Server (100Mb NIC) --> router (100Mb) --> T1 ATM (IMA) PVC --> 128kb client circuit --> client PC (100Mb).
Certain times during the day, the server needs to send a lot of data to client PC. Since the server NIC is 100Mb and it traverses a T1, followed by a smal 128kb link at client site, whose job is it to make sure the traffic adjusts for speed differences? My captures at server side show an enormous amounts of TCP retransmits during the traffic bursts. I know frame relay has a mechanism to throttle back , but not sure how ATM PVCs handle this.
It will try to buffer (fifo) at first, but that will not really help, so when the buffer is filled, you will get tail drops, which will result in your tcp session slowing down, doing it's slow start thingie, get up to a certain speed again, get drops again, slow down, etc.

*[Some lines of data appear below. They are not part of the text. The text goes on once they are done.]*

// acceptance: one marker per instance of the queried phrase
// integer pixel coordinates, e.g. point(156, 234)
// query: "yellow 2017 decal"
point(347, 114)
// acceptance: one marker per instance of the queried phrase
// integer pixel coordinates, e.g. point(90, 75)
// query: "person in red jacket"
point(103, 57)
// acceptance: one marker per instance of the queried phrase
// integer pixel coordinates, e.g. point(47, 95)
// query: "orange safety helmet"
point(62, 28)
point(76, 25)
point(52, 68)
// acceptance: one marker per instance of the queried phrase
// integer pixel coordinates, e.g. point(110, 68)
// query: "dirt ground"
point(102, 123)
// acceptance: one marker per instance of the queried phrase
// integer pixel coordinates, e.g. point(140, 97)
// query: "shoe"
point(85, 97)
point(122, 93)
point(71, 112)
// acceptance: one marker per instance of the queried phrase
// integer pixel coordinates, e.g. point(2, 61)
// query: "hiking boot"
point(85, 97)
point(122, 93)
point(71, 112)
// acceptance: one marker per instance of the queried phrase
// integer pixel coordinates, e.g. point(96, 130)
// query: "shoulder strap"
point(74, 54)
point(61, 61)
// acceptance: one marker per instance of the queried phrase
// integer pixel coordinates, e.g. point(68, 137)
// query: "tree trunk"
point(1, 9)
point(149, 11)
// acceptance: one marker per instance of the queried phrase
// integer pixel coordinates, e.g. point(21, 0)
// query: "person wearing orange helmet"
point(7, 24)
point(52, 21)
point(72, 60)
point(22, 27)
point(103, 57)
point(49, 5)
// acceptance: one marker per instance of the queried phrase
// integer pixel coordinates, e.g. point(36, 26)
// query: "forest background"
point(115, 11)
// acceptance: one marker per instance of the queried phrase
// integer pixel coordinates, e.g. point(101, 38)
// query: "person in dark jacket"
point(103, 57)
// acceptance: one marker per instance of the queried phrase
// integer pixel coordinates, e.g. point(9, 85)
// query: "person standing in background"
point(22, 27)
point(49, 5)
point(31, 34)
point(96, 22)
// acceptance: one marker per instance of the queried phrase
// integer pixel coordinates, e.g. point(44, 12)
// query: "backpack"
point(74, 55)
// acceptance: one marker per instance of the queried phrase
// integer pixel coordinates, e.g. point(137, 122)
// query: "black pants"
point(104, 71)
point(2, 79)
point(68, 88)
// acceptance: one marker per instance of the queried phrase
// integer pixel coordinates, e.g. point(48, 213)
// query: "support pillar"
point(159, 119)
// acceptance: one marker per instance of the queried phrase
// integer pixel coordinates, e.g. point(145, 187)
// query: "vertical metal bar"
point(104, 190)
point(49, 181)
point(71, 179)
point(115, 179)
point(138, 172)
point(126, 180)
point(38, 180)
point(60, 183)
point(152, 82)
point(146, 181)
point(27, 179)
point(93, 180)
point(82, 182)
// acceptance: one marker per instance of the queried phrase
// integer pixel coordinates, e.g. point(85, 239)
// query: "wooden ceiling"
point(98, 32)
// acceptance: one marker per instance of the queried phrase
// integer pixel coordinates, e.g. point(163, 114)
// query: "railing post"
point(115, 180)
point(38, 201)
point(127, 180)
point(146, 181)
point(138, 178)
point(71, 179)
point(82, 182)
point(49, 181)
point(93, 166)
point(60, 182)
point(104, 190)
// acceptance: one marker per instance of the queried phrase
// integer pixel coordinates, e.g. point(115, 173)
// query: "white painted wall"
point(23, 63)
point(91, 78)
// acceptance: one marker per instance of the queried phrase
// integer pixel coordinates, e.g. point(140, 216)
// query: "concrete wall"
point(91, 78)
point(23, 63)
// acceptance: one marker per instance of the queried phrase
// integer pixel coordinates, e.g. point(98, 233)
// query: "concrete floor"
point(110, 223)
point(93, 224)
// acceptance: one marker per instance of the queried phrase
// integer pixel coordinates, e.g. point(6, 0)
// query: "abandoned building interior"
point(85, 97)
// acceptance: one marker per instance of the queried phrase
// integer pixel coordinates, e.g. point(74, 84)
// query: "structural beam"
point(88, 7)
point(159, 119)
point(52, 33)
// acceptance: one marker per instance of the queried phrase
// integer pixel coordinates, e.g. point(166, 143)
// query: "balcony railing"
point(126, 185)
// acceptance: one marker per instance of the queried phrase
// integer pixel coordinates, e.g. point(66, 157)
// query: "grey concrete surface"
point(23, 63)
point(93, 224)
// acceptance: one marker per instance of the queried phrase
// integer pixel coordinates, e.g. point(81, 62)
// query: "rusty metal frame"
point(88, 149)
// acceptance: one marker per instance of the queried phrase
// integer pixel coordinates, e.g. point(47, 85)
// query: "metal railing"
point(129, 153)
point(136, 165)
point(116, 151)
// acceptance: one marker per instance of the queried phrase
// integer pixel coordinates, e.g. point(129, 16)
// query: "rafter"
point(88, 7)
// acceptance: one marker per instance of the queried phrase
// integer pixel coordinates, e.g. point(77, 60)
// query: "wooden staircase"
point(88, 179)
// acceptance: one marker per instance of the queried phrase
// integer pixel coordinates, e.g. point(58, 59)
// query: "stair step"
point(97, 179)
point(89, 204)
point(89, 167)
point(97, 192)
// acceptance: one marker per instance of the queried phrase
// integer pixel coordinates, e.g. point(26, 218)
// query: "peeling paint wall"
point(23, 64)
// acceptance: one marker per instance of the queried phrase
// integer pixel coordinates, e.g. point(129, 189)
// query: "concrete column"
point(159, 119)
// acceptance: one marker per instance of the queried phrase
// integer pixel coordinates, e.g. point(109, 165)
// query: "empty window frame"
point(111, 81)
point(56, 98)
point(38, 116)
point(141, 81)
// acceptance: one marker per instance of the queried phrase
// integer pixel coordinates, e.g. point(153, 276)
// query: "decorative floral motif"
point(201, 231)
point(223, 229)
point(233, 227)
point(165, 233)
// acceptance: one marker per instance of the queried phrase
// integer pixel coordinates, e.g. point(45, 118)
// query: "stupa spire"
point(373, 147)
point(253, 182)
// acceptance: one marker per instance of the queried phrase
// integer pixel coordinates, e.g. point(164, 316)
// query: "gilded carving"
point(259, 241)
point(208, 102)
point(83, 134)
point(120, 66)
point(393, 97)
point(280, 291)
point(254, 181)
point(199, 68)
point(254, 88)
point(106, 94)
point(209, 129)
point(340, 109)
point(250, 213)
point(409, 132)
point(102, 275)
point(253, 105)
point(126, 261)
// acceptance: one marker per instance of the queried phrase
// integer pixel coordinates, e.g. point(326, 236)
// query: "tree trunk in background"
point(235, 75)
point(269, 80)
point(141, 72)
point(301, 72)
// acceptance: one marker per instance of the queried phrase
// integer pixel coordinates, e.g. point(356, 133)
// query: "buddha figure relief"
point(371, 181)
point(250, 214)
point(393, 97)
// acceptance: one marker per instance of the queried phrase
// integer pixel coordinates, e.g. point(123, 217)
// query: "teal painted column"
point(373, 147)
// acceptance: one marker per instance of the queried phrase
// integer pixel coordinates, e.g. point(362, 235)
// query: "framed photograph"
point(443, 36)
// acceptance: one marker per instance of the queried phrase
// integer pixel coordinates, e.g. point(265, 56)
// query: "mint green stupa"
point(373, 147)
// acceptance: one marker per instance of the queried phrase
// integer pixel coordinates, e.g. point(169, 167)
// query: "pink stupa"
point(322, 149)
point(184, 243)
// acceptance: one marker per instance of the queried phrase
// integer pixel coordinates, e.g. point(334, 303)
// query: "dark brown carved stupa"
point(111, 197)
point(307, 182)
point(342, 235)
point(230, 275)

So actually it's doing what it should be doing. If you want to do it without the drops and retransmits, you probably need something that will play with tcp window sizes (like packeteers and the likes do). Or make your server limit itself.
ATM is quite close. Is it a single session or multiple ones? What you need is per-VC queuing correct ATM shaping parameters for this VC. For single session not much else besides making sure there is enough buffer to handle 128Kbs worth of traffic multiplied by round-trip time. For multiple sessions CBWFQ would be bees knees.
This is true to some extent however modern TCPs do a lot better. There is "fast retransmit" and "selective ack". Make sure Selective Ack is enabled on both ends if possible. Current Window's TCPs have it on by default. Easiest thing if you have captures is to look at the two SYNs.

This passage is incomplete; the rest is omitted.